Right now Hillary Clinton's feminist supporters are very angry at Barack Obama for "beating" the first truly viable female candidate, HRC.
But do you really think that somehow John McCain is "'less male" or that he wouldn't have tried his damndest to "beat" Hillary if he were the one running against her?
While winding his way slowly to the democratic nomination Obama has at least been a gentleman about it. People keep asking, "where's the knockout punch", why can't he "seal the deal against Hillary Clinton?"
But, where she has been free to berate his experience, he ran straight into the feminist fence. Much of HRC's experience is "first ladying".
He could have said, "I don't think an advantageous marriage to a great leader really qualifies one as experience."
He could have turned the statistics around and said, "If only the least eductaed support her, well you have to wonder about her policies, don't you.
He could have said, "If she really is going to reflect the ideals and attitudes of her core constituents once she's elected, do we really want an American President making world altering decisions about some of the most important and frightening problems America has ever faced based on the ideas of the least educated amongst us?"
He could have called her on the carpet as the worst sort of old school politician for raising the race and "elitist" ideas just to get votes. And then pointed out that apparently she doesn't mind dividing and caricaturing the American public just for her own personal power.
BUT HE DIDN'T.
He could be actively belittling her NOW in her futile chase for the nomination and flat out saying, she's going to try to disenfranchise EVERY person who voted for me in some filthy, typical, backroom deal.
HE ISN'T
John McCain has a long and illustrious career of pandering and flip flopping in both politics and his personal life.
Not only did he just VOTE AGAINST the equal pay for equal work bill that would have benefitted women immensely....
In 1979, John McCain came face to face with his future.
He was in Hawaii, attending a military reception.

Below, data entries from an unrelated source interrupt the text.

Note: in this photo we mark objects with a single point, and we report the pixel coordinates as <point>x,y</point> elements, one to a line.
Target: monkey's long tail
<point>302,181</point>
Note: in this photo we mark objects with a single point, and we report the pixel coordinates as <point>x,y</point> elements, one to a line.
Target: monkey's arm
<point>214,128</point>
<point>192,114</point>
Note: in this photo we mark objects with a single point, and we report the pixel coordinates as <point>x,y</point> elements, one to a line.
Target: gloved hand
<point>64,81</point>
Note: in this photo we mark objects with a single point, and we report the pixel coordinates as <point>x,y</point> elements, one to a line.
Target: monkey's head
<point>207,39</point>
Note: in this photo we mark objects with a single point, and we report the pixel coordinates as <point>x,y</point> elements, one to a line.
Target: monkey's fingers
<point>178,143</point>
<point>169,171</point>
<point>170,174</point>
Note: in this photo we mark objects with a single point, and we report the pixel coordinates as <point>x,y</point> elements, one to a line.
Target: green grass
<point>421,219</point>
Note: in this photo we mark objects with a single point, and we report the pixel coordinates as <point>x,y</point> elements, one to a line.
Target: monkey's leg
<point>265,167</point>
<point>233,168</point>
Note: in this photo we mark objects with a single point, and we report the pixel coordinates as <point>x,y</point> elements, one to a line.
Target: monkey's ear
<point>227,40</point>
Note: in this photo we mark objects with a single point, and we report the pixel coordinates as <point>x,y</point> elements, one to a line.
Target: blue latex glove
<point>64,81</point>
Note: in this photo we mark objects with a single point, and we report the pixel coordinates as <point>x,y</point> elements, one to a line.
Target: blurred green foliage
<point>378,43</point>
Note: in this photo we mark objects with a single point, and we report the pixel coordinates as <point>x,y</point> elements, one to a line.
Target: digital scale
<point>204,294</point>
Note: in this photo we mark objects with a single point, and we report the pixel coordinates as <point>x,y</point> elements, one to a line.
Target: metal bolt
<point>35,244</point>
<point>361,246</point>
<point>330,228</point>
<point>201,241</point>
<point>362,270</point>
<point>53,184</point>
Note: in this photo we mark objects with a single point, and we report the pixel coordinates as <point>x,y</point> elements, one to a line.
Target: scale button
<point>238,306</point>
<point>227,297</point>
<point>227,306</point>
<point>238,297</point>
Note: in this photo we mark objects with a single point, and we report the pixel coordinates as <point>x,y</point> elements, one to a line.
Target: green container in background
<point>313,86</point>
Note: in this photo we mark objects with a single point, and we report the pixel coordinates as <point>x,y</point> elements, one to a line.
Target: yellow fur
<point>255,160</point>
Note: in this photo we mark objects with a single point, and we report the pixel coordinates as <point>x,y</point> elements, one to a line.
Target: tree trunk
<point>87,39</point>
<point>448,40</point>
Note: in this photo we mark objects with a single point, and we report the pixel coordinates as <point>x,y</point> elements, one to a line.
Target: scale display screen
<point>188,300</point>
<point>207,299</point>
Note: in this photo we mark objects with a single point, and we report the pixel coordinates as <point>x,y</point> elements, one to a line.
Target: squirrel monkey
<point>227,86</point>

While there, he met a young, blond, former cheerleader named Cindy Hensley.
It was an incredible stroke of luck for McCain.
How fortunate could one man be? Here was McCain, who had his eye on Congress, meeting a young, attractive beer heiress from Arizona, which was adding a congressional district in 1982.
McCain recalls that both he and Cindy fudged their ages at first. McCain made himself a little younger and Cindy made herself a little older. They found out their real ages when the local paper published them. McCain was 43, Cindy 25.
''So our marriage,'' McCain cracks, ''is really based on a tissue of lies.''
While they were dating, McCain called Cindy from Beijing, where he was traveling with a contingent from the Senate Foreign Relations Committee while she was in the hospital recuperating from minor knee surgery. She thanked him for the lovely flowers in her room, sent from ''John.''
What McCain didn't tell Cindy was that he hadn't sent the flowers. They were from another John, who lived in Tucson.
''I never thanked him,'' Cindy notes with a grin.
After a whirlwind courtship, John asked Cindy to marry him. But there were some details to clear out of the way.
McCain needed a divorce from his wife of 14 years, Carol, who had been badly injured in a car accident while McCain languished in Hanoi.
The marriage had been strained by his years of absence, along with McCain's admitted affairs after returning from Vietnam.
In February 1980, less than a year after he met Cindy, McCain petitioned a Florida court to dissolve his marriage to Carol, calling the union ''irretrievably broken.'' Bud Day, a lawyer and fellow POW, handled the case.